2  野崎 そのように「正法五百年」の説が強まってきた背景には、実際に当時の仏教教団内に危機意識があったからではないでしょうか。釈尊の仏法の正統を受け継ぐとされた教団が、いくつもの部派に分裂し、互いに閉鎖集団を形成してしまっている。アビダルマ(阿毘達磨)研究は、ますます煩墳におちいり、大衆からは遊離する一方であった。――そうした背景があったからこそ、在家信者を中心とした大乗教徒が、仏滅後五百年前後に一斉に興起したものと思います。
 池田 たしかに「正法五百年」説が切実に論じられたのは、そうした現実の状況があったからでしょう。これは「末法」ということについても同様で、日本における平安朝末期の末法観とは別に、中国には中国に、やはり世の中が衰微したときに末法観が流布している。インドの場合も、仏教教団は仏滅後五百年にして、一つの大きな革新を必要としたことは事実だった。時代の大きな転換期に突入していたわけだね。
 仏教教団の内部事情については、とくに大乗興起の問題にしぼって、あとで詳しく考察を加えるとして、その前に、この時代のインドから中央アジア、西方世界にわたる地域の動きをみておきたい。というのは、紀元前三世紀にアショーカ王が仏教を西方世界に伝えて以来、インドと西方諸国との交流が、かなり活発におこなわれているからです。そうした東西文化の交流に注目しておくことは、やがて仏教が世界宗教に発展する契機を理解するうえにも、きわめて重要なことであると思う。
 松本 そうですね。

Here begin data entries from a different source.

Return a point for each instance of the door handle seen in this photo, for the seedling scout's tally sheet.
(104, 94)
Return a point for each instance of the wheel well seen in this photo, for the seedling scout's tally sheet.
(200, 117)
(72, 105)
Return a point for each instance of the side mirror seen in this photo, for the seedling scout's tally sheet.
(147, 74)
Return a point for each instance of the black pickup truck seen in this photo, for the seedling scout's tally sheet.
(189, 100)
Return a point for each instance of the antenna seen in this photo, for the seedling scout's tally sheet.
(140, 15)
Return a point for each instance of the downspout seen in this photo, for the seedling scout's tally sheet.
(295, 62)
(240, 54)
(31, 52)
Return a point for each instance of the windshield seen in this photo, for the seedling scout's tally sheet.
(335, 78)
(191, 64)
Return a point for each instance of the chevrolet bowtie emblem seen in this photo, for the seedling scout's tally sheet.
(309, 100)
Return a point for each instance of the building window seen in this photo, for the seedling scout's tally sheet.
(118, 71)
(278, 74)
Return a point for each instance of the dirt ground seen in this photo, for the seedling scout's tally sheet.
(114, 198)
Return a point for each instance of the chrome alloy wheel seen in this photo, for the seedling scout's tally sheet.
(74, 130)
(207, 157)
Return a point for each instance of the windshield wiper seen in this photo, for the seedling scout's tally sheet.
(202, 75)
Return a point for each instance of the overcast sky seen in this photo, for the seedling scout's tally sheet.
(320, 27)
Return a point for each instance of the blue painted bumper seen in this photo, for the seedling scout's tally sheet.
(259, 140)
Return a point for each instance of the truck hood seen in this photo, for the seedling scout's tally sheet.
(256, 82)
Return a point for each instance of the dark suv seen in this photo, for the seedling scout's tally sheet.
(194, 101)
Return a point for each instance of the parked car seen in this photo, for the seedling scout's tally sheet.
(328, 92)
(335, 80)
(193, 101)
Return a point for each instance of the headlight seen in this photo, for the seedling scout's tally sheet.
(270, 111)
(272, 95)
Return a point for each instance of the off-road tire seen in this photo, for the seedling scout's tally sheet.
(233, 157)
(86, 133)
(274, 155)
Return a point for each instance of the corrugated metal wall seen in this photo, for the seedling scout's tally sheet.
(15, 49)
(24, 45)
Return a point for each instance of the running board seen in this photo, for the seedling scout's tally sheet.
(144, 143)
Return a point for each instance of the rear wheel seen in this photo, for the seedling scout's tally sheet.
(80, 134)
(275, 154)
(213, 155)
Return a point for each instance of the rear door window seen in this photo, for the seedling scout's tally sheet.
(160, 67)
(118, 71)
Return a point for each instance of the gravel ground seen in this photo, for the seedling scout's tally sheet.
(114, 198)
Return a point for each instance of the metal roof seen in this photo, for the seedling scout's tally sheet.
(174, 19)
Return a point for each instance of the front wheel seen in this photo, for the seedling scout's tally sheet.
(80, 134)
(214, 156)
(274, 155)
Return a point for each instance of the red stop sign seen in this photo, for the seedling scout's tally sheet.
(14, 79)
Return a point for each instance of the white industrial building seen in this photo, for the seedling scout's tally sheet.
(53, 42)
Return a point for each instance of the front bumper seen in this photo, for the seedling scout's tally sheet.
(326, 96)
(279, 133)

仏教思想がギリシア世界に与えた影響については、このまえの「ミリンダ王の問い」(『ミリンダ王問経』)において、その一例をみました。それに対して、西方世界からインドに与えた影響についても、無視することはできません。よく知られているように、紀元前四世紀にマケドニアの大王アレクサンドロス(アレキサンダー大王)のインド遠征が与えた影響は、このころになってさまざまな分野にあらわれています。もっとも、大王アレクサンドロスのインド滞在は数カ月という短期間でしたが、彼の事業の継承者が二百年近くインド世界に滞在したし、その後はヘレニズム文化の影響をうけたスキタイ系のサカ族などが数世紀に及んで滞在したので、当然そこに仏教とヘレニズム世界との交流がおこなわれ、有名なガンダーラの仏教芸術が生みだされたものと思われます。

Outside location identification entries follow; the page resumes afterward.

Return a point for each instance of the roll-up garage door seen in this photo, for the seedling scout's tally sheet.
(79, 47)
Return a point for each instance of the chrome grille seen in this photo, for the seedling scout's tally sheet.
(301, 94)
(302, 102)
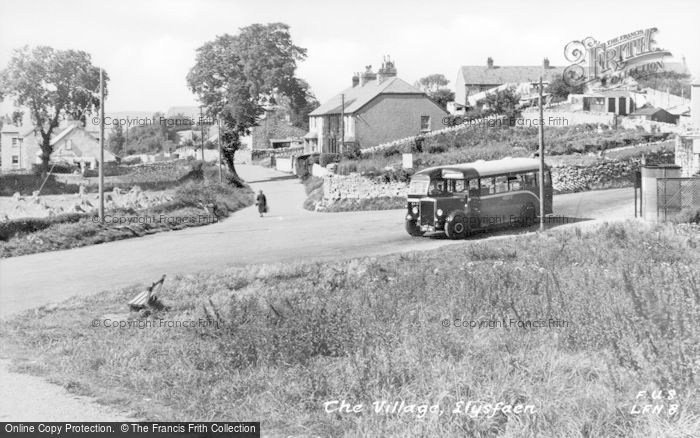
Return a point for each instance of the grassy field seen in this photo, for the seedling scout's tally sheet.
(620, 305)
(30, 236)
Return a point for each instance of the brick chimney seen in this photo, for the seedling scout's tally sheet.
(388, 70)
(695, 104)
(367, 76)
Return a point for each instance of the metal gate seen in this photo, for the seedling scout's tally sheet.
(676, 194)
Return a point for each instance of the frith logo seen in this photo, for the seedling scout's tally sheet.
(609, 61)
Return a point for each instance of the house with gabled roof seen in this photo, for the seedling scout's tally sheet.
(472, 79)
(378, 108)
(73, 143)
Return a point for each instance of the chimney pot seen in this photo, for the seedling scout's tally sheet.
(367, 76)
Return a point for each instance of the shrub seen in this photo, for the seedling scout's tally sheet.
(132, 161)
(688, 215)
(25, 184)
(327, 158)
(13, 227)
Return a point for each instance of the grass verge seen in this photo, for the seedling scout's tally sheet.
(620, 305)
(194, 204)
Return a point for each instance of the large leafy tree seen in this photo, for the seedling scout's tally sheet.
(236, 76)
(51, 84)
(435, 87)
(505, 102)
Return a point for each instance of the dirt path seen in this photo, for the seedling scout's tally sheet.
(288, 233)
(29, 398)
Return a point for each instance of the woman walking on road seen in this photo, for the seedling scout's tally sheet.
(261, 202)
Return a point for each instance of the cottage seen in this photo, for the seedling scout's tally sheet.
(688, 144)
(619, 102)
(476, 79)
(378, 108)
(654, 114)
(20, 147)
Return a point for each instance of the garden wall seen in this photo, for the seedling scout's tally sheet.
(356, 186)
(565, 178)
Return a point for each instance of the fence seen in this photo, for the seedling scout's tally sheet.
(676, 194)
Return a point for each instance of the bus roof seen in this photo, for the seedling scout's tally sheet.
(485, 168)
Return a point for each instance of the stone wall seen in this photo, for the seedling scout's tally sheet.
(565, 178)
(356, 186)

 おもしろいことに、ギリシア人が侵入して来る前のインドの仏教徒たちは、釈尊の像を造ることを遠慮していました。たとえば、釈尊の悟りのときの状態を表す場合でも、ただ菩提樹とその下にある座だけを造形して、釈尊の存在については暗示するにとどめています。しかし、ガンダーラの仏教芸術になると、釈尊を具体的に仏像として造形するようになります。これなどは西洋の考え方が、インド人に与えた影響の一例といえると思います。また後の大乗仏教も、西洋思想を吸収した面があるといわれていますが、詳しくは後にゆずりたいと思います。
3  野崎 仏教と並んで、もう一つの世界宗教となったキリスト教が、ちょうどこの時代に西方のパレスチナに現れています。インドを中心とする東方世界においても、西方のローマ帝国においても、混沌とした時代の転換期を迎えていたのではないでしょうか。すなわちインドにおいては、ギリシア人の支配者が去った後、なおも異民族の侵入があり、バラモンも仏教も硬直化して、生気を失いつつあった。地中海沿岸の広大な地域を支配したローマも、共和政から帝政に移っていた。ということは、その体制の重圧が、庶民とくに周辺の被征服民の上にのしかかつてきていたといえます。

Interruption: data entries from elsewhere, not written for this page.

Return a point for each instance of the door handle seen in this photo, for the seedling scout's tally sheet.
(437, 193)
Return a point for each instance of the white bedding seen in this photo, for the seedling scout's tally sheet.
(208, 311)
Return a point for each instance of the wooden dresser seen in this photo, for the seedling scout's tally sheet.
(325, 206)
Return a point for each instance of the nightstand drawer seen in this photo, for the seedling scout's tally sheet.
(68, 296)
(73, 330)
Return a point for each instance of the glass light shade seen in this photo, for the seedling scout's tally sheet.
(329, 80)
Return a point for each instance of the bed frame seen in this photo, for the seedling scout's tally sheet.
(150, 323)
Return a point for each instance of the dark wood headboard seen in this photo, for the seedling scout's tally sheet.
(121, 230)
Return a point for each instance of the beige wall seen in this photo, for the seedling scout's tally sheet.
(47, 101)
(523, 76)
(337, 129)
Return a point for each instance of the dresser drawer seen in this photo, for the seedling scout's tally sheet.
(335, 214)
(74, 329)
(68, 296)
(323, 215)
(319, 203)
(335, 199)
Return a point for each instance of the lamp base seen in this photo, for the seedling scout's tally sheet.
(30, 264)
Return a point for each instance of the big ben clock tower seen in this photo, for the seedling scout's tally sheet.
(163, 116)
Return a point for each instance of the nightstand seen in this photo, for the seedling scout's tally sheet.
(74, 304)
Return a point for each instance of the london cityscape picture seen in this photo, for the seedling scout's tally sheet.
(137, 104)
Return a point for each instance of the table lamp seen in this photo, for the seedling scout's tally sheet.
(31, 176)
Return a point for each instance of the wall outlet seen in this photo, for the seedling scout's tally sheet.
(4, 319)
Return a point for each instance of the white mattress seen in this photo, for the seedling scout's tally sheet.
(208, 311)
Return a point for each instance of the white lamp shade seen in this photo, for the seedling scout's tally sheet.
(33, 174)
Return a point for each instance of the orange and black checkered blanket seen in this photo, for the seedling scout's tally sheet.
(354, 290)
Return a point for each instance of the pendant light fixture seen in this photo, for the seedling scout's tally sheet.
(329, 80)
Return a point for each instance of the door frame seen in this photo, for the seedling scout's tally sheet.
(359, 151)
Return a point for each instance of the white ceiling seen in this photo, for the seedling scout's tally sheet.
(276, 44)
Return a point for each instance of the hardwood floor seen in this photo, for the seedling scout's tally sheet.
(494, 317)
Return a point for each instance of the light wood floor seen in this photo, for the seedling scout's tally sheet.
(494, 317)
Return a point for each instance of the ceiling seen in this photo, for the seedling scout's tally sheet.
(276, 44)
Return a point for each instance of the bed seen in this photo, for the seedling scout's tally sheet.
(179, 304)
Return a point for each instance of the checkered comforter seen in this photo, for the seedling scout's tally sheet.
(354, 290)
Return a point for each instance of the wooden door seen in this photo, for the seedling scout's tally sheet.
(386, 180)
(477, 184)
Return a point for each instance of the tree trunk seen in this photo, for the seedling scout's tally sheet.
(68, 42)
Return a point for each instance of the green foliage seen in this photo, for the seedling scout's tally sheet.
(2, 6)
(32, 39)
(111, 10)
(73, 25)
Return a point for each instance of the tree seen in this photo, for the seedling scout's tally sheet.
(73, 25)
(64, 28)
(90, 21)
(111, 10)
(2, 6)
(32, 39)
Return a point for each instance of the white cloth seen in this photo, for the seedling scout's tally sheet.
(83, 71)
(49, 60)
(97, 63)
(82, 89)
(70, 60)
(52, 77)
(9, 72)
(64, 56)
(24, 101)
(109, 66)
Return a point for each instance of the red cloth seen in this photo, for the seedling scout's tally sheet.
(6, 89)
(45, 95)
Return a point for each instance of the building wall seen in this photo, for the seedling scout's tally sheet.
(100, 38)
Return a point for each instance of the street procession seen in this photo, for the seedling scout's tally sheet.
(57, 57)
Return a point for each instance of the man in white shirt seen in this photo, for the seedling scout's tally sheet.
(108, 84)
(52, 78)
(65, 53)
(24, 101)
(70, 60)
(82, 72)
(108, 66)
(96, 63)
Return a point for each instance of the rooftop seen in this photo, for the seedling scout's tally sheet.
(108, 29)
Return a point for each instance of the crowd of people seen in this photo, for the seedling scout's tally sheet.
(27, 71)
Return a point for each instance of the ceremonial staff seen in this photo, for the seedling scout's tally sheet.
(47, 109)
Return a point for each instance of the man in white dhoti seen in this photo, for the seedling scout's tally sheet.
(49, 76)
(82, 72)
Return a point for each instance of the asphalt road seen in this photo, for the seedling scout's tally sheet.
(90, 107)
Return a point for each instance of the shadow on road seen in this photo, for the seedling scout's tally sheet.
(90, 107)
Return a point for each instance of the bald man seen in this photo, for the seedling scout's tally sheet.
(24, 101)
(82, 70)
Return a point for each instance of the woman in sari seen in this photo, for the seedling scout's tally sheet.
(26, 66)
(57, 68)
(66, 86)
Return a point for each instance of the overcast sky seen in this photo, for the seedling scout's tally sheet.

 そうした時代の転換期にあっては、人びとは英雄の出現を待望し、魂の救済者を求めるようです。インドでは、釈尊によって予言されたマイトレーヤ(弥勃)菩薩の出現が期待され、ユダヤ教徒のあいだでもキリスト(救世主)への渇仰が高まっている。そこに、なにか共通のものがあるように思います。
 池田 やはり時代的にも、当時は末世的な様相を帯びていたものと思われる。しかし、「闘が深ければ深いほど夜明けは近い」という言葉があるように、文明の終末的な状況においては、人びとは偉大な思想、宗教を待望する心も強いし、またそれに応えるかのように、思想家、宗教者が現れ、人類の行く手を照らす光源となっていくものだ。
 インドにおいても、仏教が小乗仏教の段階にとどまっていたならば、今日のような世界宗教とはならなかったでしょう。この時代に大乗仏教が一斉に興起し、広く開かれた宗教となったからこそ、仏教は中国から日本へ、そして西方世界にも伝えられたものと思われる。